Within hours, at least six emergency beacons had been activated throughout the search region, including one from an empty liferaft belonging to the 12m yacht Quartermaster.
Several days later the search was abandoned for the three crew of the 12m Quartermaster – Bob and Marie Rimmer, and Marie’s son Jim Anderson – after there had been no sign of them.
Monowai was heading to Tonga when it was diverted to help the American yacht, Mary T, whose crew was reported to be exhausted.
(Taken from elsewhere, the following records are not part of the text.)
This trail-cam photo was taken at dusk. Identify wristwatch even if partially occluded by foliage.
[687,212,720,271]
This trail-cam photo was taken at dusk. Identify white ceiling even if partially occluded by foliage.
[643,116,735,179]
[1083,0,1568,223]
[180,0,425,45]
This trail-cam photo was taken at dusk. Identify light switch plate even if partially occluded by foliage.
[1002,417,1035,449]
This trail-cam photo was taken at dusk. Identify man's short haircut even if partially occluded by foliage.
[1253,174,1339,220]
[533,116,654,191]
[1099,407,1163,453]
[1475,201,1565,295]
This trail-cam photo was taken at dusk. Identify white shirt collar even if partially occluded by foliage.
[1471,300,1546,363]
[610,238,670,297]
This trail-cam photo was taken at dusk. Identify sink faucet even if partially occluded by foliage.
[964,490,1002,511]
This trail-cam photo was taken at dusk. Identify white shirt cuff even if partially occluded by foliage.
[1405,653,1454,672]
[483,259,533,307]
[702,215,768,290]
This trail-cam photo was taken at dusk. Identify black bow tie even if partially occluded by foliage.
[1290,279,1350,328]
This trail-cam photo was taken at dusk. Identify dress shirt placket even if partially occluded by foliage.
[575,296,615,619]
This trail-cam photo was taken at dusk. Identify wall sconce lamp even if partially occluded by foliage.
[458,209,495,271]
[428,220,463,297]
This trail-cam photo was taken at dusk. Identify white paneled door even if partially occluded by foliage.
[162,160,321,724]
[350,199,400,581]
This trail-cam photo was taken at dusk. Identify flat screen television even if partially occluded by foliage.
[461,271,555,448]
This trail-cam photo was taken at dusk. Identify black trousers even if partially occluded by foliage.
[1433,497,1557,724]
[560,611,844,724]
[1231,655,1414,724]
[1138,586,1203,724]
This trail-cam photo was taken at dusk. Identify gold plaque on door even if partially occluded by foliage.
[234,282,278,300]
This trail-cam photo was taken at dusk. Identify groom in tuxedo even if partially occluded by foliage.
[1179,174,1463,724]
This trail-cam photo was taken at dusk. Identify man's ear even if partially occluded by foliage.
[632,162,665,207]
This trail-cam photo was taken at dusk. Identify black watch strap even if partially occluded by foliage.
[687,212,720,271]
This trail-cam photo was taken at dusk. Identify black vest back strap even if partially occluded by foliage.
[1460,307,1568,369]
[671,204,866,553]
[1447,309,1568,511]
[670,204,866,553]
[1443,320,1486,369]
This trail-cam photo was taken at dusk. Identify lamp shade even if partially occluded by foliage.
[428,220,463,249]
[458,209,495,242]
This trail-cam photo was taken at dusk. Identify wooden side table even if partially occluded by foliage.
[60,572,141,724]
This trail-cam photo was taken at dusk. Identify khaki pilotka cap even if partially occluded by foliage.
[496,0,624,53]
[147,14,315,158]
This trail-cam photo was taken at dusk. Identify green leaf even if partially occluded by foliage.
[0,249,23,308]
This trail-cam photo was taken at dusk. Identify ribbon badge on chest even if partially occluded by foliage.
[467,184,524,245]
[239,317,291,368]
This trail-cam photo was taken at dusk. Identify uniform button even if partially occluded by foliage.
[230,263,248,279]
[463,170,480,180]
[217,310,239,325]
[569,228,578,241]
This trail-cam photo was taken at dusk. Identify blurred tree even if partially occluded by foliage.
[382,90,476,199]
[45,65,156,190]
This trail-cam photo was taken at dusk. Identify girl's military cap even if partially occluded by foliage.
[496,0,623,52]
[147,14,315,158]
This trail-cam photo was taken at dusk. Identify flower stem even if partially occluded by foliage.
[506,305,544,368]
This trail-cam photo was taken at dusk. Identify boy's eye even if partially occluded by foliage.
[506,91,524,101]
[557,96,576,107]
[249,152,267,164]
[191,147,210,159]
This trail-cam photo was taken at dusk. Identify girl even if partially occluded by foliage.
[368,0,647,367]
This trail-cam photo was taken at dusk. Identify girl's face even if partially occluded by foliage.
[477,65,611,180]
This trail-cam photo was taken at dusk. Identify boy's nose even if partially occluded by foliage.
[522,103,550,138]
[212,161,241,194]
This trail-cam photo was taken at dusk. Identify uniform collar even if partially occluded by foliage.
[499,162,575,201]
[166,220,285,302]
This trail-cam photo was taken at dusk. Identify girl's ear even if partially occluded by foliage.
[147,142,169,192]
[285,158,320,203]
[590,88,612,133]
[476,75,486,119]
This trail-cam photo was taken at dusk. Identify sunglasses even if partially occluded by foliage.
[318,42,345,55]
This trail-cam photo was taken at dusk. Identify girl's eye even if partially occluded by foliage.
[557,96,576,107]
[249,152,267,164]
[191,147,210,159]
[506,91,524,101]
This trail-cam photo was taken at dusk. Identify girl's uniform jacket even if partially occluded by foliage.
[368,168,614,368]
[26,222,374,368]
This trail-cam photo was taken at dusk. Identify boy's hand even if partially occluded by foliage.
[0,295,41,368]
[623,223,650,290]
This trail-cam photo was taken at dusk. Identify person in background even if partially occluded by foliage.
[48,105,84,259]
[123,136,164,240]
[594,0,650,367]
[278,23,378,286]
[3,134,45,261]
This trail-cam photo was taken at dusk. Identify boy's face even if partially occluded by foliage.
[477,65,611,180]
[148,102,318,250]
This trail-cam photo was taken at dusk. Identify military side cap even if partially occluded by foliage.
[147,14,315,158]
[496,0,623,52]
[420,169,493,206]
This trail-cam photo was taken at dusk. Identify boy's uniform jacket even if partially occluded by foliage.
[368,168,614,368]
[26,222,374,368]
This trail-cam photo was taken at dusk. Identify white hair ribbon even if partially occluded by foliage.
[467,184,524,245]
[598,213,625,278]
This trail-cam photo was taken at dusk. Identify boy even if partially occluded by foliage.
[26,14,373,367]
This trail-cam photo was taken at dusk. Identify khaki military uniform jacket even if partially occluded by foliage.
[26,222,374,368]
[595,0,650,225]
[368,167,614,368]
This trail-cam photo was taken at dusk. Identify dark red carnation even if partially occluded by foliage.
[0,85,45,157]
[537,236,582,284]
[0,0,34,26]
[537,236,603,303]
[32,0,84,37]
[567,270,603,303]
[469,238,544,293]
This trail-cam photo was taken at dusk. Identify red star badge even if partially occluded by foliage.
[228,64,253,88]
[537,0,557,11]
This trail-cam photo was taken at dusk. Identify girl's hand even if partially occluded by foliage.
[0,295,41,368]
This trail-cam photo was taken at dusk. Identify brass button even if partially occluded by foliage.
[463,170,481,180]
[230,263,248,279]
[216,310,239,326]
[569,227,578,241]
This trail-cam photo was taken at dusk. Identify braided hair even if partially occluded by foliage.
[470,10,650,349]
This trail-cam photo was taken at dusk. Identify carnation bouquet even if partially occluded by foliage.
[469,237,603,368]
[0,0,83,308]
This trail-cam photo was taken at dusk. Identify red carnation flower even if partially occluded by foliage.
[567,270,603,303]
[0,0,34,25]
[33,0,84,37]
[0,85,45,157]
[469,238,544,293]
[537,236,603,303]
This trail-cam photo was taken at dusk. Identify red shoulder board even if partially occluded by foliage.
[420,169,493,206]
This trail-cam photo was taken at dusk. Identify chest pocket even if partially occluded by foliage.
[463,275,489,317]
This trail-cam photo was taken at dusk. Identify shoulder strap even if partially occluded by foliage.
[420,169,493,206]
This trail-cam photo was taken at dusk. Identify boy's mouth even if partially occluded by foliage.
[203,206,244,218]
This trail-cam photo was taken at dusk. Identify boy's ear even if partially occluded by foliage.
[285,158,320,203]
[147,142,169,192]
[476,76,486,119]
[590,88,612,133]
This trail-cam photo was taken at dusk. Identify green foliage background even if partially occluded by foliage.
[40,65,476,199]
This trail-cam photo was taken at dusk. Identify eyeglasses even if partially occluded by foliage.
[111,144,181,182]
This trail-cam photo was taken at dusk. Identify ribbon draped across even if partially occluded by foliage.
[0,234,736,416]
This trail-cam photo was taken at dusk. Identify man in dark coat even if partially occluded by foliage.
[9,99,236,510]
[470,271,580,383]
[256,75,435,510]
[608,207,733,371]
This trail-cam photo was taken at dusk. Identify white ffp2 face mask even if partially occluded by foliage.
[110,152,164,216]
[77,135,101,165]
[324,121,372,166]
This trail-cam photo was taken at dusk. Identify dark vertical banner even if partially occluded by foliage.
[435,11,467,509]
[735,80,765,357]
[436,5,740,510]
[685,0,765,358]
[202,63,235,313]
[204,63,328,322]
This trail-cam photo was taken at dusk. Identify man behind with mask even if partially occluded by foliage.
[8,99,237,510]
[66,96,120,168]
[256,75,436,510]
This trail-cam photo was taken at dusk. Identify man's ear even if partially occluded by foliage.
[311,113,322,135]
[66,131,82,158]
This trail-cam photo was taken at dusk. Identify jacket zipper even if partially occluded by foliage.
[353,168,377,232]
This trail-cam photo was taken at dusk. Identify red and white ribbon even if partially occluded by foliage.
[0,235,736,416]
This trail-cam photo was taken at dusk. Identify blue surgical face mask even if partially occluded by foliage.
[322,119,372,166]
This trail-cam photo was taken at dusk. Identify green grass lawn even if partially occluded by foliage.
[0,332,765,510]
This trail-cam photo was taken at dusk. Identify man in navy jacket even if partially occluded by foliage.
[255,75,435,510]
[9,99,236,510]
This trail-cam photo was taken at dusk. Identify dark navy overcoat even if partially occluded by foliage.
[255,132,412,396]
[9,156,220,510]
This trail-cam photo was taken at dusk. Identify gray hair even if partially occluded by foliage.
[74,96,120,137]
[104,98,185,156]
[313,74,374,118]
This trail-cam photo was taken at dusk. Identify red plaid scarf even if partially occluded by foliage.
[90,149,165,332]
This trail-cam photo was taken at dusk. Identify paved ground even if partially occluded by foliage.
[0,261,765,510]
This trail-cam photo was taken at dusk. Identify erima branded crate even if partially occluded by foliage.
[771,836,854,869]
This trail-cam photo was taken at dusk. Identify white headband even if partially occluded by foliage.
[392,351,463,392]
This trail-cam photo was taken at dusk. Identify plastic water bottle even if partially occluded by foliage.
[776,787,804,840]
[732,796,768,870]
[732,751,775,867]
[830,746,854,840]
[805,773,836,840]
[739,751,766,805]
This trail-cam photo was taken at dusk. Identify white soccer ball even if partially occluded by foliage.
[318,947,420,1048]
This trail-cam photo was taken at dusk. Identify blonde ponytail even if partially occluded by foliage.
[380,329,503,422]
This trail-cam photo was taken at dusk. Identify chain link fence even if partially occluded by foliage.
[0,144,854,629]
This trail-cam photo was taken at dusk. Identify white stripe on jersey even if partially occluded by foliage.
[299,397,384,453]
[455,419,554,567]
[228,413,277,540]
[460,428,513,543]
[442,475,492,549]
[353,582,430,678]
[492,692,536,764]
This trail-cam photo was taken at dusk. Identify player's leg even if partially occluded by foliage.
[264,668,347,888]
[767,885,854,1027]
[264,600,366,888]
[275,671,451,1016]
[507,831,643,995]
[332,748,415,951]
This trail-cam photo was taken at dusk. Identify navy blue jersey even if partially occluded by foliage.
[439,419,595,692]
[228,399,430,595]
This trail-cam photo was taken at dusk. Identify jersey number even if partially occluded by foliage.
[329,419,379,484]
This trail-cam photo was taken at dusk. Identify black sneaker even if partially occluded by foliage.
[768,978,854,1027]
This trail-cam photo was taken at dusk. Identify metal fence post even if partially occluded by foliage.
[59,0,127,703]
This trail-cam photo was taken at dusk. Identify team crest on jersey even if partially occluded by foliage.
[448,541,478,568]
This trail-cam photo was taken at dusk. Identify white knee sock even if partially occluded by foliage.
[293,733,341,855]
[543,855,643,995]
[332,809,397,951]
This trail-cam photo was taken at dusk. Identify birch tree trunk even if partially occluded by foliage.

The yacht was taking water and the pumps were not coping.
On the way it found another casualty, the 12m catamaran Ramtha, crewed by Robyn and Bill Forbes, which had no tiller and the main sail blown out.
The daylight rescue which followed was one of the most dramatic undertaken.
“The dawn revealed a horrendous picture with seas running at about 10 metres, wind gusts of around 55 knots, gusting to 70 knots,” Commander Robbins said.
It was impossible to lower a boat and the Ramtha crew was told a line would be fired from Monowai to Ramtha for the crew to be hauled across the boiling seas in harnesses.
The plan was for Mr and Mrs Forbes to haul the harnesses across from Monowai, put them on and jump into the water.
Before that could happen, nature took control.
“A large roll by Monowai to starboard served to jerk them off their feet, along the deck and into the water,” said Larry Robbins in his report.
Mr and Mrs Forbes were hauled hand-over-hand, often under water, and finally lifted aboard Monowai to the cheers of the crew.
Monowai continued its mission and, at 8.34am on June 6, found the American yacht, Pilot, crewed by Barbara Parks and Greg Forbes.
This time the rescue was relatively easy as Monowai launched its rigid hulled inflatable boat.
Shortly before 4pm the same day, Monowai found its third storm victim, Mr O’Neil’s dismasted Silver Shadow.
Pain-racked, Mr O’Neil could not move from his bunk as his son, Murray, and his close friends, Richard Jackson and John McSherry, concentrated on keeping the bow of the four-skinned kauri yacht into the wind.
The Silver Shadow was still sound, but with insufficient fuel to reach Tonga the decision was made to abandon ship.
Ten years later as he prepared to have dinner with Mr Robbins, Mr O’Neil said Silver Shadow was first rolled by an enormous wave they heard coming.
It was one of those huge waves which injured Mr O’Neil as he stood in the galley preparing to make a coffee.
“I thought I had ruptured a lung because I could hardly breathe.” When Monowai’s inflatable boat arrived, he was literally thrown aboard and pushed into the bottom with a medic holding him down.
He has nothing but praise for Mr Robbins and the crew of Monowai.
The feats of Monowai’s crew were recognised annually until the ship was decommissioned in 1998 when Mr O’Neil sent the crew the finest bottle of rum he could find.